Illegal access to data a serious threat to Africa

Cyber attacks on businesses in three key technology hubs – Kenya, South Africa and Zambia, have increased by 76%. 

This is according to research released yesterday by cloud and security services provider Liquid C2.

The Cassava Group company warned that illegal access to data remains the biggest cyber security threat to businesses in Africa as it shared the findings of its latest cyber security report ‘The Evolving Cyber Security Landscape in Africa in 2022’.

Kenyan businesses reported an 82% increase in cyber attacks, while South African and Zambian businesses recorded a 62% increase.

According to the report, the top method of attack used by cyber criminals was through e-mail, using phishing or spam attacks (61%), with attacks through compromised passwords (48%) and data breaches (44%) being the second and third most common.

Companies participating in the research said most  breaches (61%) occurred as a result of remote or hybrid working.

Liquid’s report states that businesses have expressed confidence in their security mitigation processes and investments, but also concern over email a-ttacks, data breaches and malware.

An excerpt from the report reads: “… on the one hand, companies know that the threats have become more sophisticated and capable, but on the other, they believe they’ve done enough to protect against them. The reason for this conflict is that they feel they have done more to support security than in the past but are aware that there remain threats that they should be concerned about that may yet result in significant business impact in the future."

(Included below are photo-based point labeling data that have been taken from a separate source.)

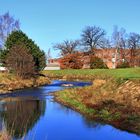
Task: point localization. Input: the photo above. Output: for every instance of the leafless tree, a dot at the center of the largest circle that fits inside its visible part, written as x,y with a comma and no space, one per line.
7,25
134,46
93,37
20,61
67,47
119,41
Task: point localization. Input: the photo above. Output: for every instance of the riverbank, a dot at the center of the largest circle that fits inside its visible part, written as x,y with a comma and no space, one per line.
115,101
90,74
10,82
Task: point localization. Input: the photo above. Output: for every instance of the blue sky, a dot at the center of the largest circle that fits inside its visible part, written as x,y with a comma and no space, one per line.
50,21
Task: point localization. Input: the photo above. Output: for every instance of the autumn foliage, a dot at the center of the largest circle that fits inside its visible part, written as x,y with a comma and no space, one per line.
72,61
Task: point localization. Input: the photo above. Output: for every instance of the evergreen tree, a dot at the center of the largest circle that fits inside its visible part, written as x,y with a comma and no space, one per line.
18,37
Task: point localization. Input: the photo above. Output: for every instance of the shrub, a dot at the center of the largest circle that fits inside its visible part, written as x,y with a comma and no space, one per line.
97,63
20,61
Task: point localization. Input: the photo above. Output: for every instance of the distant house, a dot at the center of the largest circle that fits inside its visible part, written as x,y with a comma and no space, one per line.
3,69
53,64
111,57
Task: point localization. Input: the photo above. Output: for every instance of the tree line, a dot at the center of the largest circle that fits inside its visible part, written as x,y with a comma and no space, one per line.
93,37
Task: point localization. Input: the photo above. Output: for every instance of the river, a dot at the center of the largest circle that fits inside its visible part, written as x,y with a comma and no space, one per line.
32,114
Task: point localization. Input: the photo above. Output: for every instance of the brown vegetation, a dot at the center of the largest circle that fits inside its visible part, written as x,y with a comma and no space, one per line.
9,82
109,100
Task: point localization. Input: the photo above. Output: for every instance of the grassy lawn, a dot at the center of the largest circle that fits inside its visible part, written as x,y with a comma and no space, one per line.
128,73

David Behr, CEO of Liquid C2, says, “The biggest concern emerging from this report is that companies are saying that they've put a lot more cyber security controls in place. With threats evolving faster than security systems, companies cannot afford to get complacent. The report highlights that businesses must be consistently vigilant about the ever-evolving cyber crime landscape and the methods malicious actors use to breach cyber security measures. As the report shows, complacency is a luxury no one can afford."

Richard Muthua, executive head, cloud and cyber security at Liquid Kenya, says 72% of respondents are concerned about hacking and unauthorised access to their organisation’s information systems and assets. Access to, and control of, data residing in the cloud and the requisite visibility, as well as exposure to risk because of the hybrid working model, are dominant issues.

Shuko Chunga, country executive head, Liquid Zambia, says 93% of Zambian business identified e-mail attacks like phishing and spam as the biggest cyber security threats.

Chunga adds that in the emerging cyber security market, the demand for skills remains high and there is limited supply.

The research also pointed out the challenge of compliance with regulation as many businesses struggle to align their security positions with regulatory demands.

Behr adds, "The research highlights that over half of all large enterprises in the three countries were victims of a successful cyberattack, with 90% of them being Kenyan businesses. Increasingly sophisticated methods like Cybercrime-as-a-Service (CaaS) are becoming more popular in Africa, meaning businesses can no longer rely on outdated technologies and processes.”

Liquid executives believe there will be an increase in spend on cyber security within the markets covered in the report.